- Official poster
- Directed by: Sam Pollard
- Produced by: Sam Pollard; Daphne McWilliams;
- Cinematography: Henry Adebonjo
- Edited by: Steve Wechsler
- Music by: Kathryn Bostic
- Production companies: HBO Documentary Films; Two Dollars and a Dream;
- Distributed by: HBO
- Release date: February 9, 2021 (United States);
- Running time: 85 minutes
- Country: United States
- Language: English

= Black Art: In the Absence of Light =

2021 American documentary film

Black Art: In the Absence of Light is a 2021 American documentary film, directed and produced by Sam Pollard. The film follows various Black American artists and their contributions to the art world.

The film was released on February 9, 2021, by HBO.

==Synopsis==
The film begins and then returns to focus on the landmark exhibition Two Centuries of Black American Art curated by David Driskell at the Los Angeles County Museum of Art (LACMA) in Los Angeles, California, and then goes on to follow various Black American artists and their contributions to the art world and before and since the watershed survey.

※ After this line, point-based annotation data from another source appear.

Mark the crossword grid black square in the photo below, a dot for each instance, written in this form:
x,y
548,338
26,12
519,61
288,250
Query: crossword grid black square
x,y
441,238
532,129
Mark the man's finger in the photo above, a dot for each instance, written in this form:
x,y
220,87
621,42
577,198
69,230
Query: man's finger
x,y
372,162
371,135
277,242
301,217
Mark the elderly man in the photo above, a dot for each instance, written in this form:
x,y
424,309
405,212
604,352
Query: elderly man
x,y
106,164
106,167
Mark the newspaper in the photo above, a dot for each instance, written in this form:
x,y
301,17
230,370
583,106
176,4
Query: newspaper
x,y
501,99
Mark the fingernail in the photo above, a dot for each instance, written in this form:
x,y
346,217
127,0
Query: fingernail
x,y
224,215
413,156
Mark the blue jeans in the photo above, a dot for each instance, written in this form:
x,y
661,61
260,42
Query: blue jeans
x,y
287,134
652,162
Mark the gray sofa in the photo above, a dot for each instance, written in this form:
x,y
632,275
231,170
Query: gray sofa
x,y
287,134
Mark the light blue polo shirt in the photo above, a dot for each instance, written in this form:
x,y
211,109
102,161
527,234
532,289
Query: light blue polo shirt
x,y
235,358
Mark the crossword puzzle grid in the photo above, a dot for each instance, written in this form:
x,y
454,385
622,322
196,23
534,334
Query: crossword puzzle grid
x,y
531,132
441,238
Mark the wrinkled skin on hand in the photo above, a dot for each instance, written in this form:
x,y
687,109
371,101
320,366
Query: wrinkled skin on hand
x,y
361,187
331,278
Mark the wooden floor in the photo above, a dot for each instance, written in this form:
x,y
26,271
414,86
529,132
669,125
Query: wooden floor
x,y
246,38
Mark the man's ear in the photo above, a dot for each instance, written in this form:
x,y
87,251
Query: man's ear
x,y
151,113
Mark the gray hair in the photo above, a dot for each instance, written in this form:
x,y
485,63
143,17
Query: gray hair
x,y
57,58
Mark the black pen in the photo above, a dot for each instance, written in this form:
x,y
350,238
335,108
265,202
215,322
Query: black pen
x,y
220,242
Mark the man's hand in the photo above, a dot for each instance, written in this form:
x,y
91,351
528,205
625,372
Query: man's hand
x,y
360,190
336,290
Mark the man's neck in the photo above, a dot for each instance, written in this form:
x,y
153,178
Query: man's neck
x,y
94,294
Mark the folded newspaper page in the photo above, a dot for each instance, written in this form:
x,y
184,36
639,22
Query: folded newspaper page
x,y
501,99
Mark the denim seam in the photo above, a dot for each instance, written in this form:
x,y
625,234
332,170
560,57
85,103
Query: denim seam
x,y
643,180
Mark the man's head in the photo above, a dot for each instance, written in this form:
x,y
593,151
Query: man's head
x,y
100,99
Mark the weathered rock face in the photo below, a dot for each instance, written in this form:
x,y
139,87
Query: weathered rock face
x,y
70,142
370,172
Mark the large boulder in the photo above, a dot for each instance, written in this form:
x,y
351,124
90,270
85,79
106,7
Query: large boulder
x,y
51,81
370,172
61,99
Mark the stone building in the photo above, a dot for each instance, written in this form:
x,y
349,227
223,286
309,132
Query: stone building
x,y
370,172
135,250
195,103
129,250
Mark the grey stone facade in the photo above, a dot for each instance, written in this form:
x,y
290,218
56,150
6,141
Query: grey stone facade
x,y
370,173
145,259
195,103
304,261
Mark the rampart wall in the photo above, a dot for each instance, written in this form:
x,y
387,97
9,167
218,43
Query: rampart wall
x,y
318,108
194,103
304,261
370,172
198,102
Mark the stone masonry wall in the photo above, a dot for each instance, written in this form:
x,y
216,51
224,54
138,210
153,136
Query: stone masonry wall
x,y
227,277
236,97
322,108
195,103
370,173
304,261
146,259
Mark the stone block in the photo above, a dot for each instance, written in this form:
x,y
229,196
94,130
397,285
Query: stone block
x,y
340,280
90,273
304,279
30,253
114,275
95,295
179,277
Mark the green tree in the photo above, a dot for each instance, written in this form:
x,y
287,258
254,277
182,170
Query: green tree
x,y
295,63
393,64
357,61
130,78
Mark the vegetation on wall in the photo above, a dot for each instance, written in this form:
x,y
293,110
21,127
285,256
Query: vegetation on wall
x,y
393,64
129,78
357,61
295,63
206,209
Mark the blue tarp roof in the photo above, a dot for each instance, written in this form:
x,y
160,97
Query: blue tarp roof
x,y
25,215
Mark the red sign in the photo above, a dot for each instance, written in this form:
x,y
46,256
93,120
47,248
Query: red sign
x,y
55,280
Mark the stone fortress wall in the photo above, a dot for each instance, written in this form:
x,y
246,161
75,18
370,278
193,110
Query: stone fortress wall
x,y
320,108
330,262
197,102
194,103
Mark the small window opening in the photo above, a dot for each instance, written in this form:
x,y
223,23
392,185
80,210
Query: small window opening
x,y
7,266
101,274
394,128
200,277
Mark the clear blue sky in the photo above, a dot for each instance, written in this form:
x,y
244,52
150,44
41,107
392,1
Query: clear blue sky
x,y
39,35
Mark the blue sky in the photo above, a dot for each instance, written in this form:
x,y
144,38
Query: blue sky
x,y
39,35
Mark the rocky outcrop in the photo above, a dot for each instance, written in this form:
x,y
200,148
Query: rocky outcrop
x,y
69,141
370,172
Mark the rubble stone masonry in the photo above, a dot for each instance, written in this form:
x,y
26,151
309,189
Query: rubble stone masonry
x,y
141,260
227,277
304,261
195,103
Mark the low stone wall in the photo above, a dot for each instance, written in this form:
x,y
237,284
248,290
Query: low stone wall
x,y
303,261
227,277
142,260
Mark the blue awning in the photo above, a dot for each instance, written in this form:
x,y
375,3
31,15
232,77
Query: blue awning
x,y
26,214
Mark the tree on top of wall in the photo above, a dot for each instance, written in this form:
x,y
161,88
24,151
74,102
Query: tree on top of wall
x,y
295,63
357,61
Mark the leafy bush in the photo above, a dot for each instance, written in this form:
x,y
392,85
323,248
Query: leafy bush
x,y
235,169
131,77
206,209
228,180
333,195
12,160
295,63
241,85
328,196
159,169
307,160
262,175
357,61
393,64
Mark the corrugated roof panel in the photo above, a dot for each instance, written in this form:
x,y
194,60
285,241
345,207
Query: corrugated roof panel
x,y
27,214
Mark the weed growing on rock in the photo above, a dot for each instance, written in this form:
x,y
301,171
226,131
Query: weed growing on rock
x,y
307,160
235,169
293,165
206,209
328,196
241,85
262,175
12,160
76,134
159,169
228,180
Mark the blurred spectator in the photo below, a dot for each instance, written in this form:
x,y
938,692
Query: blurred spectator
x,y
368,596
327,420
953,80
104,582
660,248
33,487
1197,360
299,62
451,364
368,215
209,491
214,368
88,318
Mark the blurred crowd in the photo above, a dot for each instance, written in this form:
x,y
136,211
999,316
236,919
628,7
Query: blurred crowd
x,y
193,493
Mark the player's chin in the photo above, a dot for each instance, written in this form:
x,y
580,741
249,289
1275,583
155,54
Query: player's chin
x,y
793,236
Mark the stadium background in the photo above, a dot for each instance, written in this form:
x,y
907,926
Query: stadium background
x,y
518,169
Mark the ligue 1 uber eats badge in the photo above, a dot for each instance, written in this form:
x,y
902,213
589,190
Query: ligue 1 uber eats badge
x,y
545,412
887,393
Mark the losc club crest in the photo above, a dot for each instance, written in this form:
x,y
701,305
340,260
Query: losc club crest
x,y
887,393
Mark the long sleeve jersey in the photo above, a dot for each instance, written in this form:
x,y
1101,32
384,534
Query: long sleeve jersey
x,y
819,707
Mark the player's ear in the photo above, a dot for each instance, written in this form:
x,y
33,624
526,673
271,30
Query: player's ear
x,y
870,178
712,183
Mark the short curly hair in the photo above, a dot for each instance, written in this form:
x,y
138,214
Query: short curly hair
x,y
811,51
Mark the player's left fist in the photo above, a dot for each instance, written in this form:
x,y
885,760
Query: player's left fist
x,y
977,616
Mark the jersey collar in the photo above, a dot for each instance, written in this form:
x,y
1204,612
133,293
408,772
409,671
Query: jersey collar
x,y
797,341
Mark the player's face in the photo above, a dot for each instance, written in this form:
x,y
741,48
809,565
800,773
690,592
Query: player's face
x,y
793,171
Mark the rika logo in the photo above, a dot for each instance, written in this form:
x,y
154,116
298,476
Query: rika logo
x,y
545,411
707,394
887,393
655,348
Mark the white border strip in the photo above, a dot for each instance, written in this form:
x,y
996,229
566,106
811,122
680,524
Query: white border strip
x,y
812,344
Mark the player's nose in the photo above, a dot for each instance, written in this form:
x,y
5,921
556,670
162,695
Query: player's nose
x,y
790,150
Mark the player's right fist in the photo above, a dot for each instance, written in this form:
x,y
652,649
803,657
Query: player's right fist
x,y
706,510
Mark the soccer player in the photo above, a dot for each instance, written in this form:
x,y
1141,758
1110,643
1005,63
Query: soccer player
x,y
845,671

Radcliffe Bailey, Sanford Biggers, Jordan Casteel, David Driskell, Theaster Gates, Lyle Ashton Harris, Glenn Ligon, Kerry James Marshall, Richard Mayhew, Faith Ringgold, Betye Saar, Amy Sherald, Hank Willis Thomas, Kara Walker, Carrie Mae Weems, and Kehinde Wiley appear in the documentary.

Driskell died before the production's release and a posthumous dedication is made to him at the end of the film.

==Release==
The film was released on February 9, 2021, by HBO.

==Reception==

===Critical reception===
Black Art: In the Absence of Light received positive reviews from film critics. The review aggregator website Rotten Tomatoes surveyed 12 critics and, categorizing the reviews as positive or negative, assessed 11 as positive and one as negative for a 92% rating. Among the reviews, it determined an average rating of 6.80 out of 10. On Metacritic, the film holds a rating of 73 out of 100, based on four critics, indicating "generally favorable" reviews.